3.3k views Asked by At

I need to parse a large (>800MB) XML file from Jython. The XML is not deeply nested, containing about a million relevant elements. I need to convert these elements into real objects.

I've used nu.xom.* successfully before, but now that I've switched from Java to Jython, the library fails with the following message:

The parser has encountered more than "64,000" entity expansions in this document; this is the limit imposed by the application.

I have not found a way to fix this, so I probably have to look for another XML library. It could be either Java or Jython-compatible Python and should be efficient. Pythonic would be great, nu.xom.* is simple but not very pythonic. Do you have any suggestions?

4

There are 4 answers

1
John Machin On

Does jython support xml.etree.ElementTree? If so, use the iterparse method to keep your memory size down. Read this and use elem.clear() as described.

0
Steven D. Majewski On

Sax is the best way to parse large documents.

Sounds like you're hitting the default expansion limit.
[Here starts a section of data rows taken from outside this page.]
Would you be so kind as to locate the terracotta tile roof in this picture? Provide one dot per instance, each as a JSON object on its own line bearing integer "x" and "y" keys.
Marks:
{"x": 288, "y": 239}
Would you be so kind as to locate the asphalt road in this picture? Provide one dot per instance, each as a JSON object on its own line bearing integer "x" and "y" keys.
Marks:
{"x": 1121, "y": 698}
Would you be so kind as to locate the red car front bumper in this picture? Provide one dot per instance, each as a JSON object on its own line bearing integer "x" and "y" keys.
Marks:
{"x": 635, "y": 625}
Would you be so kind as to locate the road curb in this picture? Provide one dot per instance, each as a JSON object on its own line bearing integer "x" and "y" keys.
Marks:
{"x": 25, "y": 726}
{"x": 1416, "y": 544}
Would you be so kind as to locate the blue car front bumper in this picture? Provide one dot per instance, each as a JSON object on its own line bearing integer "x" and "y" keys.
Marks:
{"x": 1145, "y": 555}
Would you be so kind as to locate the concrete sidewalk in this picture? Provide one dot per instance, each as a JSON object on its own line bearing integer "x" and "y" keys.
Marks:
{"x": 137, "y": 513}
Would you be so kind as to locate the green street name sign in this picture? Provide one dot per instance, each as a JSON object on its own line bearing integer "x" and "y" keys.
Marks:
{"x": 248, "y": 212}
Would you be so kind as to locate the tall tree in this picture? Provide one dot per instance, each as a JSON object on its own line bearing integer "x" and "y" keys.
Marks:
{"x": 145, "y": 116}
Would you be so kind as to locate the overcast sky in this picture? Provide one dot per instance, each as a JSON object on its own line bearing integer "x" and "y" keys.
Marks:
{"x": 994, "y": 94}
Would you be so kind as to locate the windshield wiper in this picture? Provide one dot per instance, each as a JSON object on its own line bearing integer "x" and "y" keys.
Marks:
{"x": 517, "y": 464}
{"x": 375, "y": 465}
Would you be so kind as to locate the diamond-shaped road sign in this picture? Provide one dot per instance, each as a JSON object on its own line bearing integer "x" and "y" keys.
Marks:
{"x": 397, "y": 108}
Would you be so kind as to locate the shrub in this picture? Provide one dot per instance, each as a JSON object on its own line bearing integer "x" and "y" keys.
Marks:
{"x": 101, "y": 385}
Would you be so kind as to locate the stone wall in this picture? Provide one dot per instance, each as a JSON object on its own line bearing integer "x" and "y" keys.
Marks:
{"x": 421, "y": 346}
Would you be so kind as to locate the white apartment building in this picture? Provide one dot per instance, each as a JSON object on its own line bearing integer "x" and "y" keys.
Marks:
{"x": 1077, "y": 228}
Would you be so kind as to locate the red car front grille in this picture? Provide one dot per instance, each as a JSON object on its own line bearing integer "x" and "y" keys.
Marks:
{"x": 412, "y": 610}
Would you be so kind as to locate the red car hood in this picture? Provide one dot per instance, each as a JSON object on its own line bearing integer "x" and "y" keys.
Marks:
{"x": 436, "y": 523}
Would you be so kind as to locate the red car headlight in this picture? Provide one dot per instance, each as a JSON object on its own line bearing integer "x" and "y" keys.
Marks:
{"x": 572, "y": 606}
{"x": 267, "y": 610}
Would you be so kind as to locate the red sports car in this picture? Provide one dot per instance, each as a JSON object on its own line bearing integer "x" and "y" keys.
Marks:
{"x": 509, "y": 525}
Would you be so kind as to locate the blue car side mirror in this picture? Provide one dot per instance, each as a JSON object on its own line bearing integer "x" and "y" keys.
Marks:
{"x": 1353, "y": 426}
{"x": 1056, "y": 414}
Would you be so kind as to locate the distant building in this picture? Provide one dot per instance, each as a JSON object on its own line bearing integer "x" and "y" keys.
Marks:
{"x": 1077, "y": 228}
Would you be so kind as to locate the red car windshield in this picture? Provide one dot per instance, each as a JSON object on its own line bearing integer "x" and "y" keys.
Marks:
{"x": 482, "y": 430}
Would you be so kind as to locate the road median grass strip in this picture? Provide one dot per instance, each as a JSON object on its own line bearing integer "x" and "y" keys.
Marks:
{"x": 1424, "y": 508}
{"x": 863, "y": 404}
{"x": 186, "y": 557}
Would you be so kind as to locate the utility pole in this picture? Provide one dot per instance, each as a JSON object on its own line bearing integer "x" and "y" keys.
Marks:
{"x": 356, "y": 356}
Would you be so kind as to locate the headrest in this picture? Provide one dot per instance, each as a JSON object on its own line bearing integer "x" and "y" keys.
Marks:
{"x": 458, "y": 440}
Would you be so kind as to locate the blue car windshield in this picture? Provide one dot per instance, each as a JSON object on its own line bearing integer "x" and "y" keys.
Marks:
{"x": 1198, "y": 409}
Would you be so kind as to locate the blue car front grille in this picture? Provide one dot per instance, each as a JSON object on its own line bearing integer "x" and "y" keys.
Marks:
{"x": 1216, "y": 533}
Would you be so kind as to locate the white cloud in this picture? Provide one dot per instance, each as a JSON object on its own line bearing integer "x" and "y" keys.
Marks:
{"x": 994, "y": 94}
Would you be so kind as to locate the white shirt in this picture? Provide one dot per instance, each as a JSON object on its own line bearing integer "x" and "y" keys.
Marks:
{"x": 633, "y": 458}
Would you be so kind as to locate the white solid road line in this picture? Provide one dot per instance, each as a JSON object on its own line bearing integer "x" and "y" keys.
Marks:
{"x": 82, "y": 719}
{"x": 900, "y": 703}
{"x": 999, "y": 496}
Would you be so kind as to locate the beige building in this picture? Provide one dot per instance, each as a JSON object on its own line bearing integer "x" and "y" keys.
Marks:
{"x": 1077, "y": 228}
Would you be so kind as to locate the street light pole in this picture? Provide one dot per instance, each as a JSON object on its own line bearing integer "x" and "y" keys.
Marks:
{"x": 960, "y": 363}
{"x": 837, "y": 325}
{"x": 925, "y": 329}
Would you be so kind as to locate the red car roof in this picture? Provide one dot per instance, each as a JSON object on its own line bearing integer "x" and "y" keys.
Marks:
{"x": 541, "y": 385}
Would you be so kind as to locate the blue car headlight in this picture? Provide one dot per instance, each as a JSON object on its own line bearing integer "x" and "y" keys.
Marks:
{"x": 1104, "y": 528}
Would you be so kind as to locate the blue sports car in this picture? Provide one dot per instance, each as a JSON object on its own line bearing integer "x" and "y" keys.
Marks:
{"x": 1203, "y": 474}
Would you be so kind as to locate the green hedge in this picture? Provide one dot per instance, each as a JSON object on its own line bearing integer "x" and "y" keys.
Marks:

See this note:

https://bugs.java.com/bugdatabase/view_bug?bug_id=4843787

You need to set System property "entityExpansionLimit" to change the default.

(added) see also the answer to this question.

0
Valentin Kantor On

there is a lxml python library, that can parse large files, without loading data to memory. but i don't know if i jython compatible

3
DKIT On

Try using the SAX parser, it is great for streaming large XML files.